🤖 AI Summary
This study addresses the challenge small organizations face in conducting cybersecurity risk assessments due to cost and complexity constraints. The authors propose a persistent context–enabled multi-agent collaborative architecture that overcomes the limitations of traditional sequential workflows by deeply integrating six interdependent stages: organizational profiling, asset mapping, threat analysis, control evaluation, risk scoring, and recommendation generation—enabling knowledge inheritance across phases. The system leverages both a general-purpose large language model (Mistral-7B) and a domain-specific fine-tuned variant, operating efficiently on modest hardware. Evaluated on a real-world healthcare organization, the framework completed a comprehensive assessment within 15 minutes, covered 92% of known risks, and achieved 85% agreement with three CISSP-certified experts on risk severity ratings, with fine-tuning significantly enhancing detection of industry-specific threats.
📝 Abstract
Getting a real cybersecurity risk assessment for a small organization is expensive -- a NIST CSF-aligned engagement runs $15,000 on the low end, takes weeks, and depends on practitioners who are genuinely scarce. Most small companies skip it entirely.
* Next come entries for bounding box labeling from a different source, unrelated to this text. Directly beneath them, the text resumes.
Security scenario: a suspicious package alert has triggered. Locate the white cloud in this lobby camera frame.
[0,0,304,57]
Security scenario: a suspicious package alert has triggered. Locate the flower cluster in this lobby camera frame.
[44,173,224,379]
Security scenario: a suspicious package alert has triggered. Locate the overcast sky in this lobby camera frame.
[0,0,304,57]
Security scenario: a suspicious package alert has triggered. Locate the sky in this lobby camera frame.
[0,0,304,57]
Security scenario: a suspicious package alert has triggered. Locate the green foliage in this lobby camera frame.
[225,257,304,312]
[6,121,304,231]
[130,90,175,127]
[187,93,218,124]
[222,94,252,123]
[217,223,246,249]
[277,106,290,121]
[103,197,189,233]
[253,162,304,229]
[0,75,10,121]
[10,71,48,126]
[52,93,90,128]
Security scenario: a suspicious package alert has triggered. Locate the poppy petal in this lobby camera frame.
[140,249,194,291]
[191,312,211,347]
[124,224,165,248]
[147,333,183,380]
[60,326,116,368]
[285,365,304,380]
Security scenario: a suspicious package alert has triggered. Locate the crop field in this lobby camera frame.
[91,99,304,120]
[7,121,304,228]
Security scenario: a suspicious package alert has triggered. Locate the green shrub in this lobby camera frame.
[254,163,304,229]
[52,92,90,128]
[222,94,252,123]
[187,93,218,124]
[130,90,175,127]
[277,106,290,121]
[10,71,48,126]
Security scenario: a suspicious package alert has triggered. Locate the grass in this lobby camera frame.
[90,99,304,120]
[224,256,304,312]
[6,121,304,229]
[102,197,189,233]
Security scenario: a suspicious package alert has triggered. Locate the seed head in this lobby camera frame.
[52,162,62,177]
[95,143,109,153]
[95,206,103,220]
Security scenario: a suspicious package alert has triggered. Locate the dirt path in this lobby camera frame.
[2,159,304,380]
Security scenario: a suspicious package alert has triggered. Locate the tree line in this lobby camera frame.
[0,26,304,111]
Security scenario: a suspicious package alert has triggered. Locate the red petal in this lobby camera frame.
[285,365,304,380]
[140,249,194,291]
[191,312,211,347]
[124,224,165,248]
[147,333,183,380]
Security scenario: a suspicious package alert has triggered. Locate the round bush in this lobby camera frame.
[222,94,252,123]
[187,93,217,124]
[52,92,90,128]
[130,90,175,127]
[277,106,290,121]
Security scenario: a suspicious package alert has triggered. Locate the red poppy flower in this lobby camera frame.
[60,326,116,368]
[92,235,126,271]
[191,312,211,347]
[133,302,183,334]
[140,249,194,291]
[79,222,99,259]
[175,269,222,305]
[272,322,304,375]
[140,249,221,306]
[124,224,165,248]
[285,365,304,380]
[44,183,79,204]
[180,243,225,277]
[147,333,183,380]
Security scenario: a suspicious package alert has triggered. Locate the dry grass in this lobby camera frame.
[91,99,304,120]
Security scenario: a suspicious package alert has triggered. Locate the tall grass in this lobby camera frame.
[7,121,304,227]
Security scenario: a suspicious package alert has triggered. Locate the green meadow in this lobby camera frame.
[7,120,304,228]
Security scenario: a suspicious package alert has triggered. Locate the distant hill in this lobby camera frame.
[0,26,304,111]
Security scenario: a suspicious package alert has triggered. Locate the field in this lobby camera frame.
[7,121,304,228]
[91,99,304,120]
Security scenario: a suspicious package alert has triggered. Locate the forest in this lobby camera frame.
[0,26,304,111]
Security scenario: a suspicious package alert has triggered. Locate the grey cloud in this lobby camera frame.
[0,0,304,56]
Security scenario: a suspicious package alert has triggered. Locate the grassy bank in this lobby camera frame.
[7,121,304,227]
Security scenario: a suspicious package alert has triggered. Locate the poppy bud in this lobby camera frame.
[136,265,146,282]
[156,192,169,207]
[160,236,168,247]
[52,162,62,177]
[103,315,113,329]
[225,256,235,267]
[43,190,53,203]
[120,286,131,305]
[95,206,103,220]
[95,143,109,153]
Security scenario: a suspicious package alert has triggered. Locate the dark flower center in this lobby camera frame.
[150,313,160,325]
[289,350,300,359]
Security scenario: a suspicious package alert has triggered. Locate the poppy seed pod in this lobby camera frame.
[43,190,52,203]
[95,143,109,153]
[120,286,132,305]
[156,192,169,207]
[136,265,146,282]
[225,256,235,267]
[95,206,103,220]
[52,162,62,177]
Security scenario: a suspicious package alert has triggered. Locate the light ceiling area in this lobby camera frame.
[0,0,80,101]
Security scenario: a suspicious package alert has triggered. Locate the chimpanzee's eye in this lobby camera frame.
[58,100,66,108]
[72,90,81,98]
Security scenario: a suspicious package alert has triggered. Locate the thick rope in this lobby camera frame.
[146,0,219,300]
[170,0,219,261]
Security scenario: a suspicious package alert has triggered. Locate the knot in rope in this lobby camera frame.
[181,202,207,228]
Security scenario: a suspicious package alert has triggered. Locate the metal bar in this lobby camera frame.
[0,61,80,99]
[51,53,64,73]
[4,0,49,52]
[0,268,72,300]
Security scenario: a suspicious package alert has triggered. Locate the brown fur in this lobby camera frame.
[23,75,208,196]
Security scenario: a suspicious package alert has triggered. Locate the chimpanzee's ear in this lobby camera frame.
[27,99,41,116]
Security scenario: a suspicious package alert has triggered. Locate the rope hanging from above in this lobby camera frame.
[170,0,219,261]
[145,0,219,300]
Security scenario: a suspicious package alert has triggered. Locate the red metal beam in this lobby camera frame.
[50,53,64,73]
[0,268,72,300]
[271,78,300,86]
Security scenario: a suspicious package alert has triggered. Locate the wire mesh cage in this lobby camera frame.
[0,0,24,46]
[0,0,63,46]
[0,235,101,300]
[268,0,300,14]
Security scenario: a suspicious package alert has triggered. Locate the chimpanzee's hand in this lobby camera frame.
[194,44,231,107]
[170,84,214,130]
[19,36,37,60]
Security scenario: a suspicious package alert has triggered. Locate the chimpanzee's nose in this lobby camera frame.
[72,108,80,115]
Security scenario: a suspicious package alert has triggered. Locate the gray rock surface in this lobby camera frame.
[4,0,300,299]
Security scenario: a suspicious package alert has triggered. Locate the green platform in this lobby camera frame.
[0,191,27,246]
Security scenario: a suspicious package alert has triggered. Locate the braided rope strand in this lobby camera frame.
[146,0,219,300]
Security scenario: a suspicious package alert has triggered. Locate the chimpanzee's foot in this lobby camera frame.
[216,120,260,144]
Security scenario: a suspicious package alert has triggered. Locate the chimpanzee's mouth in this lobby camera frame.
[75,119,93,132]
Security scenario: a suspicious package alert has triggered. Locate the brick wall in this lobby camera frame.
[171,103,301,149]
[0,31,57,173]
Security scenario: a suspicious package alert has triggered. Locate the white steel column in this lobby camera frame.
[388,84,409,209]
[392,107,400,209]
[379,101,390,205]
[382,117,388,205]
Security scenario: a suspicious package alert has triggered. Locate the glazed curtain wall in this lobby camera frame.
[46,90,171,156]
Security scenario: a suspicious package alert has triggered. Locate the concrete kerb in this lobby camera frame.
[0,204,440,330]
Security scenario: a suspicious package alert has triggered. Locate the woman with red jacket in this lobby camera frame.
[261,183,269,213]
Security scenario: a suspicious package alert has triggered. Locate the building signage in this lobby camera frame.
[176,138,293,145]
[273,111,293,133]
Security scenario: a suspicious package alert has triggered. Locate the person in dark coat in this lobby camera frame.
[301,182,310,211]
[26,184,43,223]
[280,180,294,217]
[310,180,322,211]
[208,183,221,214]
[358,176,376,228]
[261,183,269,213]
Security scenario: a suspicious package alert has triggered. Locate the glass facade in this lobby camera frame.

We built a six-agent AI system where each agent handles one analytical stage: profiling the organization, mapping assets, analyzing threats, evaluating controls, scoring risks, and generating recommendations. Agents share a persistent context that grows as the assessment proceeds, so later agents build on what earlier ones concluded -- the mechanism that distinguishes this from standard sequential agent pipelines. We tested it on a 15-person HIPAA-covered healthcare company and compared outputs to independent assessments by three CISSP practitioners -- the system agreed with them 85% of the time on severity classifications, covered 92% of identified risks, and finished in under 15 minutes. We then ran 30 repeated single-agent assessments across five synthetic but sector-realistic organizational profiles in healthcare, fintech, manufacturing, retail, and SaaS, comparing a general-purpose Mistral-7B against a domain fine-tuned model. Both completed every run. The fine-tuned model flagged threats the baseline could not see at all: PHI exposure in healthcare, OT/IIoT vulnerabilities in manufacturing, platform-specific risks in retail. The full multi-agent pipeline, however, failed every one of 30 attempts on a Tesla T4 with its 4,096-token default context window -- context capacity, not model quality, turned out to be the binding constraint.